Electrochemical Study of Dimensional Specific Carbon Nanomaterials Modified Glassy Carbon Electrode for Highly Sensitive Label-free Detection of Immunoglobulin A

Abstract

Background: Immunoglobulin A (IgA) accounts for 15% of total protein production per day and plays a crucial role in the first-line immune defence. Recently, IgA has been established as a vital clinical biomarker for nephropathy, allergic asthma, celiac disease (CD), pneumonia, and asthma as well as some neurological disorders. In this work, we have studied several carbon nanomaterials (CNMs) having different dimensions (D): carbon nano-onions (CNOs) - 0D, single-walled carbon nanotubes (SWCNTs) - 1D, and graphene nanoplatelets (GNPs) - 2D, on glassy carbon electrode (GCE) to identify which CNMs (CNOs/SWCNTs/GNPs) work best to fabricate IgA based electrochemical immunosensor. Methods: Different CNMs (CNOs, SWCNTs, GNPs) were tested for high electric current on GCE using square wave voltammetry (SWV), and among them, GNPs modified GCE platform (GNPs/GCE) showcased the highest electric current.

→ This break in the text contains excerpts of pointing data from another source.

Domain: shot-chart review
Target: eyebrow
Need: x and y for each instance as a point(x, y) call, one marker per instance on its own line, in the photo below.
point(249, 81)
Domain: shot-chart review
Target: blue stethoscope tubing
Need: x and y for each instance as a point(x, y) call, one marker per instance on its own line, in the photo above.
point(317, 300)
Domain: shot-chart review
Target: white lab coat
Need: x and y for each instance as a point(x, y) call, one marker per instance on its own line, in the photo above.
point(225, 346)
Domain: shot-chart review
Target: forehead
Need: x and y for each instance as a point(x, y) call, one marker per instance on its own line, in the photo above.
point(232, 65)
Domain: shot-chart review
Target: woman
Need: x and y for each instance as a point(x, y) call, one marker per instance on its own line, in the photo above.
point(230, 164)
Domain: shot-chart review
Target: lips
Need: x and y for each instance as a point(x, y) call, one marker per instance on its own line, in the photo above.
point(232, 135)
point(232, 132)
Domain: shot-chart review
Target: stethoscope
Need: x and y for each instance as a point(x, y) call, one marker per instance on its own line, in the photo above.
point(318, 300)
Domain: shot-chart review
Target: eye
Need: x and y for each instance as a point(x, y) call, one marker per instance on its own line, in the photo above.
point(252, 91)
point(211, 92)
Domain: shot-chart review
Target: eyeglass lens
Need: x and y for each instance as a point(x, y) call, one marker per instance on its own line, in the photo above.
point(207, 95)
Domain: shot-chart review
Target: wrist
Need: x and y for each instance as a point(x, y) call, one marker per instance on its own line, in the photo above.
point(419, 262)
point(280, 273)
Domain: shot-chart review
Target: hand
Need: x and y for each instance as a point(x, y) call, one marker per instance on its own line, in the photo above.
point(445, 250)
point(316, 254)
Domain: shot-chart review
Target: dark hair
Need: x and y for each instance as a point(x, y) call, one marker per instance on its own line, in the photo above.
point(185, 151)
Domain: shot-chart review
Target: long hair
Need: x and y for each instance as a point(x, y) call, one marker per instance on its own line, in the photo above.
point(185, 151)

Therefore, GNPs/GCE was utilized for the development of highly sensitive label-free electrochemical immunosensor for the detection of Immunoglobulin A using SWV. Results: Despite the simple fabrication strategies employed, the fabricated sensor demonstrated a low limit of detection of 50 fg mL-1 with an extensive linear range of detection from 50 fg mL-1 to 0.1 μg mL-1. Conclusion: Fabricated immunosensor represented high stability, repeatability, specificity and resistance to most common interferences as well as great potential to analyse the real sample.